このスクリプトをFXBuilderのText Entryに入力することで簡単にカラーコレクターのフィルターを作成することができる。
filter "Tine"
group "Image Control"
input RGBtint, "Tint Color", color,0,0,0,0;
code
float offset0[3], offset128[3];
YUVcolor yuvtint;
yuvtint = RGBtint;
yuvtint += 128;
offset128[1] = 128;
offset128[2] = 128;
colorTransform(Src1, Dest, RGBtoYUV, offset0, offset128);
channelFill(Dest, -1, -1, yuvtint.u, yuvtint.v);
colorTransform(Dest, Dest, YUVtoRGB, offset128, offset0);
FXBuilder はFXスクリプトによるインタープリターのエフェクト作成ツールだ。
デバッガーも親切にミスタイプの場所を教えてくれる。
でき上がった自分専用の効果フィルターはメイクしてプラグインのフィルターへ出力可能だ。

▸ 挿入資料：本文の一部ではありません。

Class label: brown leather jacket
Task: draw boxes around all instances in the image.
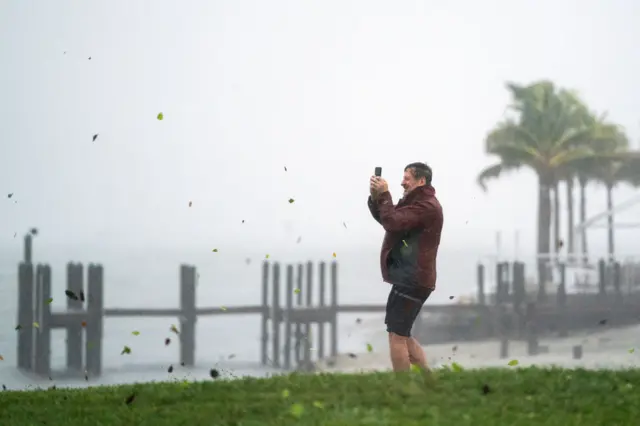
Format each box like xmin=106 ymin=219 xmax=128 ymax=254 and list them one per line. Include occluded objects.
xmin=368 ymin=185 xmax=442 ymax=291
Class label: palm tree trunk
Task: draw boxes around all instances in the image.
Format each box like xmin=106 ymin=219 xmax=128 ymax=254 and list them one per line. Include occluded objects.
xmin=567 ymin=177 xmax=575 ymax=260
xmin=607 ymin=184 xmax=615 ymax=263
xmin=553 ymin=180 xmax=562 ymax=263
xmin=578 ymin=178 xmax=589 ymax=265
xmin=538 ymin=174 xmax=551 ymax=302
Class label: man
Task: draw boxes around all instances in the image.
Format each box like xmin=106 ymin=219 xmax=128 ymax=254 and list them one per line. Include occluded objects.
xmin=368 ymin=163 xmax=442 ymax=371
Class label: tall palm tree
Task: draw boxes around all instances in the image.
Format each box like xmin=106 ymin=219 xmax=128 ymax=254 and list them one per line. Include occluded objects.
xmin=478 ymin=81 xmax=591 ymax=300
xmin=579 ymin=124 xmax=640 ymax=261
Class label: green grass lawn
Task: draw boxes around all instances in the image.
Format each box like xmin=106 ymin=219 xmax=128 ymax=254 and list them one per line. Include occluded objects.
xmin=0 ymin=368 xmax=640 ymax=426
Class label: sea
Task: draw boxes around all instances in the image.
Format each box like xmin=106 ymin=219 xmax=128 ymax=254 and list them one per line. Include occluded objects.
xmin=0 ymin=241 xmax=636 ymax=390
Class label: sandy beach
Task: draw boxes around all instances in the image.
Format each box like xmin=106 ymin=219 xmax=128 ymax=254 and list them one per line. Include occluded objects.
xmin=315 ymin=319 xmax=640 ymax=373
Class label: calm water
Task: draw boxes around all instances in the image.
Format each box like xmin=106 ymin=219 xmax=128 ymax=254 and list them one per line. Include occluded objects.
xmin=0 ymin=248 xmax=490 ymax=388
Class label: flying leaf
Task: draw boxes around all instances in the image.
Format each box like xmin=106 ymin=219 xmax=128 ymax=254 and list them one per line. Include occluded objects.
xmin=289 ymin=403 xmax=304 ymax=419
xmin=124 ymin=393 xmax=136 ymax=405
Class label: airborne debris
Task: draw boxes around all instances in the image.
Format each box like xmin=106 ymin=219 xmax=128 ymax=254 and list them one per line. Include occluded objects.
xmin=124 ymin=393 xmax=136 ymax=405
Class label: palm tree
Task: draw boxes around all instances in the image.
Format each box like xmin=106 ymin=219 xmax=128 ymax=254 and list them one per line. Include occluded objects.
xmin=579 ymin=124 xmax=640 ymax=261
xmin=478 ymin=81 xmax=592 ymax=300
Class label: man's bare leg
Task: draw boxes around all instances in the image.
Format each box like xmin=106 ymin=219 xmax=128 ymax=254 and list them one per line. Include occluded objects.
xmin=389 ymin=333 xmax=411 ymax=372
xmin=407 ymin=337 xmax=429 ymax=371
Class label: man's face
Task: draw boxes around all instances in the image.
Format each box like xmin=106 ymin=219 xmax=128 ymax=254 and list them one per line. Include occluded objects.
xmin=401 ymin=169 xmax=424 ymax=195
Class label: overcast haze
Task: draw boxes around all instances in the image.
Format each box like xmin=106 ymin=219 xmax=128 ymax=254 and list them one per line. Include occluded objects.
xmin=0 ymin=0 xmax=640 ymax=262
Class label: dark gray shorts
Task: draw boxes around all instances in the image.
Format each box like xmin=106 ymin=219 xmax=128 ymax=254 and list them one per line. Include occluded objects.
xmin=384 ymin=285 xmax=431 ymax=337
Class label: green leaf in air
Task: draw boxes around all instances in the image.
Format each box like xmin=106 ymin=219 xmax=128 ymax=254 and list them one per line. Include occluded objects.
xmin=289 ymin=403 xmax=304 ymax=419
xmin=451 ymin=362 xmax=464 ymax=373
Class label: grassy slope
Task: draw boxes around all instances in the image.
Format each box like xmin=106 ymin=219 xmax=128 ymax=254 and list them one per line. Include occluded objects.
xmin=0 ymin=368 xmax=640 ymax=426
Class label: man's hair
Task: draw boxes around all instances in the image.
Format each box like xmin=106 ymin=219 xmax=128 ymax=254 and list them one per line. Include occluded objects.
xmin=404 ymin=163 xmax=433 ymax=185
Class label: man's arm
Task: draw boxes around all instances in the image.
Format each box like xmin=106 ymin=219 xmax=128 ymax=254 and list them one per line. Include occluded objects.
xmin=376 ymin=191 xmax=430 ymax=232
xmin=367 ymin=195 xmax=382 ymax=225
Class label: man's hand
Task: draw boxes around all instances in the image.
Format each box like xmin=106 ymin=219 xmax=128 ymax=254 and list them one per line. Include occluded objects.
xmin=369 ymin=176 xmax=389 ymax=200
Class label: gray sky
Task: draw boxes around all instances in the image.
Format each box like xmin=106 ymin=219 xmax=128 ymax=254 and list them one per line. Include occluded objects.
xmin=0 ymin=0 xmax=640 ymax=253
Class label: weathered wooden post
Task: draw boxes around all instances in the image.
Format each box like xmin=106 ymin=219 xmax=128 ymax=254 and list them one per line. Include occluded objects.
xmin=67 ymin=262 xmax=84 ymax=372
xmin=85 ymin=263 xmax=104 ymax=377
xmin=477 ymin=263 xmax=486 ymax=305
xmin=318 ymin=262 xmax=327 ymax=360
xmin=526 ymin=302 xmax=539 ymax=355
xmin=283 ymin=265 xmax=293 ymax=370
xmin=598 ymin=259 xmax=607 ymax=296
xmin=572 ymin=345 xmax=582 ymax=359
xmin=22 ymin=233 xmax=33 ymax=263
xmin=180 ymin=265 xmax=197 ymax=367
xmin=295 ymin=263 xmax=304 ymax=366
xmin=271 ymin=262 xmax=282 ymax=368
xmin=331 ymin=260 xmax=338 ymax=358
xmin=260 ymin=260 xmax=270 ymax=365
xmin=494 ymin=262 xmax=504 ymax=305
xmin=16 ymin=262 xmax=34 ymax=371
xmin=302 ymin=261 xmax=313 ymax=370
xmin=612 ymin=262 xmax=622 ymax=305
xmin=33 ymin=264 xmax=51 ymax=377
xmin=557 ymin=262 xmax=568 ymax=337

編集の終わったビデオをテープへ書き戻す作業もPrint to Tapeで簡単に実行できる。
カラーバーの秒数や、黒の秒数も任意に設定可能だ。
始まりのテープ上のタイムコードを確認して正確に編集出来る。
リアルタイム処理への布石
Final Cut Pro は、ビデオ制作に多くの新機能を提供してくれた。
わかりやすい編集機能と、多彩な合成を巧みに組み合わせた環境は快適だ。
多重合成の結果をリアルタイムでプレビュー出来れば、それにこしたことはないが、
ソフトのみで合成をシグルストリームで生成する以上、レンダリングを避けて通ることはできない。しかし、カット編集以外の全てのエフェクトにレンダリング時間がかかるのは、なにしろ苦痛である。
ProTool としては、何らかの形でリアルタイムへの方向を目指してほしいものだ。
幸いPINNACLE TARGA 2000RTX へのデュアルストリーム対応も予定されているようだ。RTバージョンへの対応によって、どこまでエフェクトのリアルタイム化が進むか楽しみなところだ。